È ammissibile il mantenimento di costruzioni poste a distanza inferiore a quella legale in presenza di usucapione della servitù
di Saverio Luppino, Avvocato Scarica in PDFSuprema Corte di Cassazione, Sez. II, Civile, Sentenza n. 3939 del 8 febbraio 2022, Presidente Dott. Manna Felice, Relatore Dott. Abete Luigi.
“In materia di violazione delle distanze legali tra proprietà confinanti, deve ritenersi ammissibile l’acquisto per usucapione di una servitù avente ad oggetto il mantenimento di una costruzione a distanza inferiore a quella fissata dalle norme del codice civile o da quelle dei regolamenti e degli strumenti urbanistici locali”
FATTO
Caio, proprietario di un immobile, citava in giudizio dinnanzi al Tribunale di Savona Tizia e Sempronia in quanto proprietarie di un immobile confinante.
L’attore, tra le varie richieste, domandava che il Tribunale accertasse la violazione delle disposizioni in materia di distanze legali e condannasse le convenute: all’arretramento del muro di contenimento del giardino di pertinenza del loro immobile, costruito in prossimità del muro perimetrale dell’immobile di sua proprietà, fino al rispetto delle distanze legali stabilite dall’art.873 c.c.; alla rimozione della ringhiera posta sul margine del muro di contenimento e costituente veduta sul fondo i sua proprietà, in violazione delle distanze ex art.905 c.c.; ed infine al risarcimento del danno subito, da liquidarsi in via equitativa.

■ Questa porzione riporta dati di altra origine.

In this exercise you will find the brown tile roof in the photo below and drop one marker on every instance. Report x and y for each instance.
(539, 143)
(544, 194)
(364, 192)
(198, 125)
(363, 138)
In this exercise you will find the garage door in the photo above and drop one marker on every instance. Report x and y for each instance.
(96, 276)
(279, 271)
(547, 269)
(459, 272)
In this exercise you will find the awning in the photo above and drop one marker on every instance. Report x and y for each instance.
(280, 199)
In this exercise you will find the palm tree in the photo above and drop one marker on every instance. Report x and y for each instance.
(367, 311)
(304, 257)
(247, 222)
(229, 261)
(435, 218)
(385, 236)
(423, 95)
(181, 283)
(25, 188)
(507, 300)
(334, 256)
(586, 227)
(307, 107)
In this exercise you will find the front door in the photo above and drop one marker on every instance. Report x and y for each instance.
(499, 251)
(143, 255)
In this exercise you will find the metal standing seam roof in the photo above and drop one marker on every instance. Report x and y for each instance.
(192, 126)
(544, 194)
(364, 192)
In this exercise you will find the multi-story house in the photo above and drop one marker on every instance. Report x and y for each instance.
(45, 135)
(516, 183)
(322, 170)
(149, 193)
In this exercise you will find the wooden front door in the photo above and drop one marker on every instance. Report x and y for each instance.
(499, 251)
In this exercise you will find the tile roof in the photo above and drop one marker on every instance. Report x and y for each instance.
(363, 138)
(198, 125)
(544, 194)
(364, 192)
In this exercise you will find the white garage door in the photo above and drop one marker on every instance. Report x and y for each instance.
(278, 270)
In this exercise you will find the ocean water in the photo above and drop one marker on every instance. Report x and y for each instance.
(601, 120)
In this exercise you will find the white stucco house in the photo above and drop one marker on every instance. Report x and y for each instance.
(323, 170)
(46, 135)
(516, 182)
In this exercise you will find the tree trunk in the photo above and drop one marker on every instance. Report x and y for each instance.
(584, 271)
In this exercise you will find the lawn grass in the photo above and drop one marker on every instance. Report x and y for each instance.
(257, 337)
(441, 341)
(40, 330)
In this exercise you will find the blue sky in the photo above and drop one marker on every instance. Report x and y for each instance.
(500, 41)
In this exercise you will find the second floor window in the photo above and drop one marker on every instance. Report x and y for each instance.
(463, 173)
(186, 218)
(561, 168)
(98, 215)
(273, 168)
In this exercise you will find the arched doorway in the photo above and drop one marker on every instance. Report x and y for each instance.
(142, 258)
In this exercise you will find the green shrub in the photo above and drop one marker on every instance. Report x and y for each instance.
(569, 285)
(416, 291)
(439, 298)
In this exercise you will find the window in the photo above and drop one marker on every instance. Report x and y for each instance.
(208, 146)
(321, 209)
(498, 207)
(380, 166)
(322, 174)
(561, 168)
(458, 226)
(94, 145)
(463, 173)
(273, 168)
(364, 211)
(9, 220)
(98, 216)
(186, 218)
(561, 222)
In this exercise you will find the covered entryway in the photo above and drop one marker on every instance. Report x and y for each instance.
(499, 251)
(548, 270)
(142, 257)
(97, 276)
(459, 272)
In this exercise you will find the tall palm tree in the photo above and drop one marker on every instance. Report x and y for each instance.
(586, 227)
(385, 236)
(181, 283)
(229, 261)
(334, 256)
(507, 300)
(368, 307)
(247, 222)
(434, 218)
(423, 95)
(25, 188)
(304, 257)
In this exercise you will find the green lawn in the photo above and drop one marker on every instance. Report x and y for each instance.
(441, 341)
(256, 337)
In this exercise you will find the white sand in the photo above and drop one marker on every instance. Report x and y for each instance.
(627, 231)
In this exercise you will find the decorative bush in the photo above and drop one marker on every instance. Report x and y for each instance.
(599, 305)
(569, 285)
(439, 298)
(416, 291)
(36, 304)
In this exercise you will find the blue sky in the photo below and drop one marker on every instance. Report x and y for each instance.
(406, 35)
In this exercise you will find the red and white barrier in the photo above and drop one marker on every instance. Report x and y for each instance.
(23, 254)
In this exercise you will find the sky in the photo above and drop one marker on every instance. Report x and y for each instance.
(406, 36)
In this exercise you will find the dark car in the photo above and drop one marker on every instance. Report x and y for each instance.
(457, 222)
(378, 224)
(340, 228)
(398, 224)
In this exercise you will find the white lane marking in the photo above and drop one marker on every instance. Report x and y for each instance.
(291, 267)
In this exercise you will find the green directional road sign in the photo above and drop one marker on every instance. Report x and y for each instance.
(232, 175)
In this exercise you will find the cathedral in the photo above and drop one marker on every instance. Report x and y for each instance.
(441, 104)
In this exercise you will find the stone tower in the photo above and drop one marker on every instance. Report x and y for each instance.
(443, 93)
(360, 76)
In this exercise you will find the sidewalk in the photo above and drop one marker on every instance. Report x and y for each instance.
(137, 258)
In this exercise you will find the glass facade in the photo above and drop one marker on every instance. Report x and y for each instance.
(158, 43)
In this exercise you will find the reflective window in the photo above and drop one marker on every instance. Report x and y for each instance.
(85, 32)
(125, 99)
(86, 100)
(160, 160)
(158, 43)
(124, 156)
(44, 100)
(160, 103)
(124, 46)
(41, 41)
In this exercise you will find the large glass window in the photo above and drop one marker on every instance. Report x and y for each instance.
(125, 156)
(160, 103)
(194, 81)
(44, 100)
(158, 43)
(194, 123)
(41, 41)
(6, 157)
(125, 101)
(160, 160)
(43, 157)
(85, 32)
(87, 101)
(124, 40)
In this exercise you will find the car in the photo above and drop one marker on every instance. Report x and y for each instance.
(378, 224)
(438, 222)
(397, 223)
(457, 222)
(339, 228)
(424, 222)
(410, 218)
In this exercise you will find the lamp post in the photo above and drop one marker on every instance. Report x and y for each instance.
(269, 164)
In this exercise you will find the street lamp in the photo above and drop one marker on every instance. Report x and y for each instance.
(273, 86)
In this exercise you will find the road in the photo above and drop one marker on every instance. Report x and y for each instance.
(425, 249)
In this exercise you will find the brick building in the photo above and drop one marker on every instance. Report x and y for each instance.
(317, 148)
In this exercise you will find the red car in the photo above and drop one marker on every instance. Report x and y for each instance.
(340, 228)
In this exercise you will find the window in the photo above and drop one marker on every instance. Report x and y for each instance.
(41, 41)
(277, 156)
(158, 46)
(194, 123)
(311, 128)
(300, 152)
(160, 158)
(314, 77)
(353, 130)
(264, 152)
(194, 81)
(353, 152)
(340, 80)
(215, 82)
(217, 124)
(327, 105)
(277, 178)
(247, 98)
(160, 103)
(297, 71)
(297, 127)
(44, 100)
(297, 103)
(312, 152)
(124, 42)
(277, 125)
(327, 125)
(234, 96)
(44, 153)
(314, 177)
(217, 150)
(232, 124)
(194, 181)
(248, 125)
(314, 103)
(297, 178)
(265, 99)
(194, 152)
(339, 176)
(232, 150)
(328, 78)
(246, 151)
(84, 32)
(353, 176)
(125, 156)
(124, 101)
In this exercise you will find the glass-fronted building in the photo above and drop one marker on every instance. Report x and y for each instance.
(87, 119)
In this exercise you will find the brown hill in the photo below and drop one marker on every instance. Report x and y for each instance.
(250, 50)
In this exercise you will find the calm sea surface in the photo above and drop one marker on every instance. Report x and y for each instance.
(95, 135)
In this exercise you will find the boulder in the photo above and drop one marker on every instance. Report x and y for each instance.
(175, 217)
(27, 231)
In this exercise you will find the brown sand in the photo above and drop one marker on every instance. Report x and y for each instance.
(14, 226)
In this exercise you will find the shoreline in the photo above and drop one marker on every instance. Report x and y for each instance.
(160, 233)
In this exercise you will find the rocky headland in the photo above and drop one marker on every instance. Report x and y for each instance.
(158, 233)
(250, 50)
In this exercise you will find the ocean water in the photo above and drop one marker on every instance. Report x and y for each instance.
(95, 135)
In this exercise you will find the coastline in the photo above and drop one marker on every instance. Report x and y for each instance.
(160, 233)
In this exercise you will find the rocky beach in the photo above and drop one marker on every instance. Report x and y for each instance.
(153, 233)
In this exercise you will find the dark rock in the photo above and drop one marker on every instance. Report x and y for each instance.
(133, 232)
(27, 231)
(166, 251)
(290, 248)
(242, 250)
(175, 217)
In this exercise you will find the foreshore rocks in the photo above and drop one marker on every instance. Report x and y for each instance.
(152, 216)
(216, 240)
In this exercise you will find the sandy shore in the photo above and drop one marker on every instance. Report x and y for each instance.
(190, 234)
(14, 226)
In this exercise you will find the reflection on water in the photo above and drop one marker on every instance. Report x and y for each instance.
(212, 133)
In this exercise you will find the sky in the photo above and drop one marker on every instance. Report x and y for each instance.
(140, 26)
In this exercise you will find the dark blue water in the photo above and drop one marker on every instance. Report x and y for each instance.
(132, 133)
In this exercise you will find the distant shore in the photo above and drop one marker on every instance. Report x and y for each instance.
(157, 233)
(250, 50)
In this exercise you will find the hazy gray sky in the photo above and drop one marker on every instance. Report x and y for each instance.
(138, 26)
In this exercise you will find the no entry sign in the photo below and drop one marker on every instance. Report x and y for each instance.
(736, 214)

Le convenute si costituivano eccependo “l’intervenuto acquisto per destinazione del padre di famiglia della servitù di mantenere il muro di contenimento nella sua posizione”. Di fatti, specificavano che “la (OMISSIS) s.p.a., proprietaria in origine di ambedue i fondi limitrofi, aveva costruito il muro di contenimento in epoca antecedente al loro acquisto ed all’acquisto della dante causa dell’attore” e, pertanto, instavano per il rigetto della domanda attorea.
Con la sentenza n.862/2012, il Tribunale ligure disponeva il rigetto della domanda finalizzata all’arretramento del muro ed al risarcimento del danno subito, accogliendo tuttavia la richiesta di eliminazione della veduta.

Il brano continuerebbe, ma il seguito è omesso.